In 1763, Count Lippe gave him command of a company of Grenadiers in the Peniche Regiment, a great honour as these companies were then an elite corps. In 1766, he was promoted to lieutenant colonel of that regiment and the following year to full colonel of the Almeida Cavalry Regiment. In 1773 he was transferred to the Elvas Regiment. In 1775, he was promoted to brigadier, whilst retaining the colonelcy and command of the Bragança Cavalry Regiment. In 1778, he was appointed military governor of the province of Beira. He served for many years as adjutant-general of the Portuguese army, but at last, in 1789, he was asked to resign, the object of some jealousy of the Portuguese officers. In 1793, he was made a knight of the order of Aviz, and promoted to lieutenant general.
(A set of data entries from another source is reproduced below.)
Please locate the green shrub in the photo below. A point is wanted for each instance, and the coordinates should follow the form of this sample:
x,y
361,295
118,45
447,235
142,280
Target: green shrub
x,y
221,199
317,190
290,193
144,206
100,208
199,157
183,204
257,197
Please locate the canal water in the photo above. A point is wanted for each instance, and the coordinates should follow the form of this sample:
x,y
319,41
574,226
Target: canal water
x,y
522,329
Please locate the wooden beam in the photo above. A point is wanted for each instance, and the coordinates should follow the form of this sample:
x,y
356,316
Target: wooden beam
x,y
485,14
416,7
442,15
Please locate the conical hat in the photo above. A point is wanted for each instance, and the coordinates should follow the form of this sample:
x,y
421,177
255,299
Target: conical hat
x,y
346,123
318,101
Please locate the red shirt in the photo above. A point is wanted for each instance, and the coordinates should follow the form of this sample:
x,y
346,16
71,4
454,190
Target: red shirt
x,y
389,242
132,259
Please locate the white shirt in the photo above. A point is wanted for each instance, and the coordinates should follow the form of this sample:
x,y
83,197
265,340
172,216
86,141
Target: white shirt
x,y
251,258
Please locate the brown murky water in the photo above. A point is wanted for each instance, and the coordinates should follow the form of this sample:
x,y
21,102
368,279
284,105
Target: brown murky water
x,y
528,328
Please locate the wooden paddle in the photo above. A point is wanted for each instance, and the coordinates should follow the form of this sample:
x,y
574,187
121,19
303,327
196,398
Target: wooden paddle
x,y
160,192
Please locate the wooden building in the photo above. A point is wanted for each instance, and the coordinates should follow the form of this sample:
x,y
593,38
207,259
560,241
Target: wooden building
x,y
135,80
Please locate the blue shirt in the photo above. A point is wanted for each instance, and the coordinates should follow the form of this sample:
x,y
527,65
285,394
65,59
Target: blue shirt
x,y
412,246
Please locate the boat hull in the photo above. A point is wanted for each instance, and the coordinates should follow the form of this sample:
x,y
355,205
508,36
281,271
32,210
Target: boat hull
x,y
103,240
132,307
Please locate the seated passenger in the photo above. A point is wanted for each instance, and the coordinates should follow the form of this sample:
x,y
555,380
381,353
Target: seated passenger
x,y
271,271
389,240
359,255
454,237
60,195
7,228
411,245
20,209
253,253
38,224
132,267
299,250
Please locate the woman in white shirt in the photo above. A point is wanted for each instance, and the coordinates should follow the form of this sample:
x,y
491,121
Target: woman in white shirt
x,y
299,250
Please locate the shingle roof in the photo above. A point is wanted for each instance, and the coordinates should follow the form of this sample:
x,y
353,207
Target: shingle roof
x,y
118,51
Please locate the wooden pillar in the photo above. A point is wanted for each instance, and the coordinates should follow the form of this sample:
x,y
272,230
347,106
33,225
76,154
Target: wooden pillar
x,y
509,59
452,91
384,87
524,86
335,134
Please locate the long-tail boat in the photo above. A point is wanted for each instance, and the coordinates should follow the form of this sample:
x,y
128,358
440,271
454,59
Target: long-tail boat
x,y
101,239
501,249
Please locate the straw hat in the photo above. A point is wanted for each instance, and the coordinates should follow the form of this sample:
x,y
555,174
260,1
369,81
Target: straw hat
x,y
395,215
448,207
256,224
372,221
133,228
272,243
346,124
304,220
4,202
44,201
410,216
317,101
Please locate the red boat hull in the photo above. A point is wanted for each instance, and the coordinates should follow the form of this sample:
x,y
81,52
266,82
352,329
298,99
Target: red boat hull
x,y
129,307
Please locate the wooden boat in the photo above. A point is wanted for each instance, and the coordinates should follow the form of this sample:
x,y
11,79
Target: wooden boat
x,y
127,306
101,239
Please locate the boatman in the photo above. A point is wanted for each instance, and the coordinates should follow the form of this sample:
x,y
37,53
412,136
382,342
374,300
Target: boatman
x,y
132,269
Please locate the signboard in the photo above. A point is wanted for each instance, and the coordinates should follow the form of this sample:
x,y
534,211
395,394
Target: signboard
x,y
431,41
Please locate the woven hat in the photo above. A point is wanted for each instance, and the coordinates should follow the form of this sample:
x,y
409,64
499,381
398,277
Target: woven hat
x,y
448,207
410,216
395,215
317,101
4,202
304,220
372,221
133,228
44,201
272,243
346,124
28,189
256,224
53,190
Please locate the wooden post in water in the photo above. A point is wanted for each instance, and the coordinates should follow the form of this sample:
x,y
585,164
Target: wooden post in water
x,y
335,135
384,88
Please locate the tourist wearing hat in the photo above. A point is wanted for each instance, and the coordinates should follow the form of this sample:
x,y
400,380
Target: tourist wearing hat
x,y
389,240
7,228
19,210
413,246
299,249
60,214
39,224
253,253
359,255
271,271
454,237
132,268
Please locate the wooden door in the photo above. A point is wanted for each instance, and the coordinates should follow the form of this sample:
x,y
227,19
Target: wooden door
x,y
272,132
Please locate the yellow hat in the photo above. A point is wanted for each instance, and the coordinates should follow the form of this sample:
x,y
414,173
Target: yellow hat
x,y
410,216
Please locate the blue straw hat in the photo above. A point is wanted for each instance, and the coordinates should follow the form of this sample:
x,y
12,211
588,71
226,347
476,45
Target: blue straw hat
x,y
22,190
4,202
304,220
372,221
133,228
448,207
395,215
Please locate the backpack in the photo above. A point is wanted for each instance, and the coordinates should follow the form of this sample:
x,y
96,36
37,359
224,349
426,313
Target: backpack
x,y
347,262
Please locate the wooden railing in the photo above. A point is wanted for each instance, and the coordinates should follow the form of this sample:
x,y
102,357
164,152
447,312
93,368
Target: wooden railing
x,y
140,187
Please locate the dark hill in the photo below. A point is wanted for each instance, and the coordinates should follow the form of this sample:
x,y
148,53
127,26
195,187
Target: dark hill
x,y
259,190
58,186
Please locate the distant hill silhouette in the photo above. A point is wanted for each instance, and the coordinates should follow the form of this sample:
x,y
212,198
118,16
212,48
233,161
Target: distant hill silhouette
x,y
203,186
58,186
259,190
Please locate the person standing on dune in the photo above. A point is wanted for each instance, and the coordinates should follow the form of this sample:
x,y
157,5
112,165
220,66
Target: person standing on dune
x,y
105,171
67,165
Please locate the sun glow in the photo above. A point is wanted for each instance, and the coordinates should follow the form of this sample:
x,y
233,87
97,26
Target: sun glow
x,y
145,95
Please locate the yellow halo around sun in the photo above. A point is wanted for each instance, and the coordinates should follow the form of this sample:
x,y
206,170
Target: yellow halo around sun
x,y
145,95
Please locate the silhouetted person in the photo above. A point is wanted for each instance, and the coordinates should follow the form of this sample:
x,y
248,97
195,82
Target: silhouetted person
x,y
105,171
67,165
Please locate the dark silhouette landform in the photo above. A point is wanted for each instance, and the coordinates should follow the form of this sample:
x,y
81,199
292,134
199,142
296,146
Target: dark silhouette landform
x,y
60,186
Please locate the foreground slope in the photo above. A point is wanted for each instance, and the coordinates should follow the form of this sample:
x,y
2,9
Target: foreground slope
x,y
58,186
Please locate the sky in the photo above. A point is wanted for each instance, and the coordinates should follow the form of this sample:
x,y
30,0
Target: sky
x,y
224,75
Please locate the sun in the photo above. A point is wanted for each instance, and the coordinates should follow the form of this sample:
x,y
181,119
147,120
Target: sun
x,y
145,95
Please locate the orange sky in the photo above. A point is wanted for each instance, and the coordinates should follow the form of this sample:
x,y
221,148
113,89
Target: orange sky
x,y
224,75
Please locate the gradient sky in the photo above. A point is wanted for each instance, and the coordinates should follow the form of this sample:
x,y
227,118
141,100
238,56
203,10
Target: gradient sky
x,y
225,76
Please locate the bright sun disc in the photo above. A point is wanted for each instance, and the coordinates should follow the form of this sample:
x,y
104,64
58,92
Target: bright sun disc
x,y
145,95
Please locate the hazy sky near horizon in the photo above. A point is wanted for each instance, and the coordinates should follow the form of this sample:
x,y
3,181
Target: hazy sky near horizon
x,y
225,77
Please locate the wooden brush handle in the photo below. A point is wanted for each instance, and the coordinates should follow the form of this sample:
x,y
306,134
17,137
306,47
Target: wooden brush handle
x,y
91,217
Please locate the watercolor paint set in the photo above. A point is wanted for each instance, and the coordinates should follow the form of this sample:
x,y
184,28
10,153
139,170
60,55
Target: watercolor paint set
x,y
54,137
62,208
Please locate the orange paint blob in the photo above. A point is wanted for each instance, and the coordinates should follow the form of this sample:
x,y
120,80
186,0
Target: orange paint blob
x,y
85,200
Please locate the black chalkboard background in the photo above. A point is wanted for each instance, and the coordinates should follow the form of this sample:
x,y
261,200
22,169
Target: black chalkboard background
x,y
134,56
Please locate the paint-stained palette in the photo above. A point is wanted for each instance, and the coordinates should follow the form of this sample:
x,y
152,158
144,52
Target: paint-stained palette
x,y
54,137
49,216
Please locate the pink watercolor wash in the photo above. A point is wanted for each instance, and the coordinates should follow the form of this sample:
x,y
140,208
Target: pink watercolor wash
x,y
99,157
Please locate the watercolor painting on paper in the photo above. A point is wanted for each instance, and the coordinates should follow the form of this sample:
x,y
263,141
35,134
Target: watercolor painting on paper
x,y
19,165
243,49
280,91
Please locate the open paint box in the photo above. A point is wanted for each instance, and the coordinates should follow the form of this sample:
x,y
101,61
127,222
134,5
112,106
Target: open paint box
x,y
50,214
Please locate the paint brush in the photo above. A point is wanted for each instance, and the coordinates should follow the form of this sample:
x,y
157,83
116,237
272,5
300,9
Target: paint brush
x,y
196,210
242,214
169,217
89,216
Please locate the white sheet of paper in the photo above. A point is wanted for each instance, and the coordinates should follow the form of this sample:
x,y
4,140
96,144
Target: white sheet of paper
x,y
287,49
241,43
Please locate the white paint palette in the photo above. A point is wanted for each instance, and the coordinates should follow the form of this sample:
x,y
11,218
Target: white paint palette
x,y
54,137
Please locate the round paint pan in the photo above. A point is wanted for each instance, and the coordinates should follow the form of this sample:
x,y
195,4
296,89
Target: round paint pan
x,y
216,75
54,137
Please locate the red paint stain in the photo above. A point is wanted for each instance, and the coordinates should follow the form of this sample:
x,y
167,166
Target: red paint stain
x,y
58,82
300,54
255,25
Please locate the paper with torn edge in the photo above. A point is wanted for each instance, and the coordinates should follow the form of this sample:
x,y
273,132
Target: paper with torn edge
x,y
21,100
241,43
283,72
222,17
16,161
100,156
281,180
When Portugal decided to join the French Revolutionary Wars, Forbes was given command, replacing the Marquis de Minas, his old commander in the 1762 campaigns, who had fallen ill of the 5,000-strong division which, together with a 22-gun brigade of Artillery, was sent as an expeditionary force to assist the Spanish army in the War of the Pyrenees (1793–1795). Setting sail from the estuary of the Tagus towards the end of September 1793, the expedition, accompanied by several high-ranking volunteers, including Admiral Domingos Xavier de Lima, 7th Marquis of Nice; Hugh Percy, 2nd Duke of Northumberland and the Prince de Montmorency, arrived at Roses on 9 November. From 27 to 29 November 1807, Forbes accompanied Queen Mary I, the prince regent, and the court when they fled from the forces led by Jean-Andoche Junot which entered Lisbon. On arrival in Brazil, he was appointed military governor of Rio de Janeiro on 2 April 1808, two days before he died on 8 April.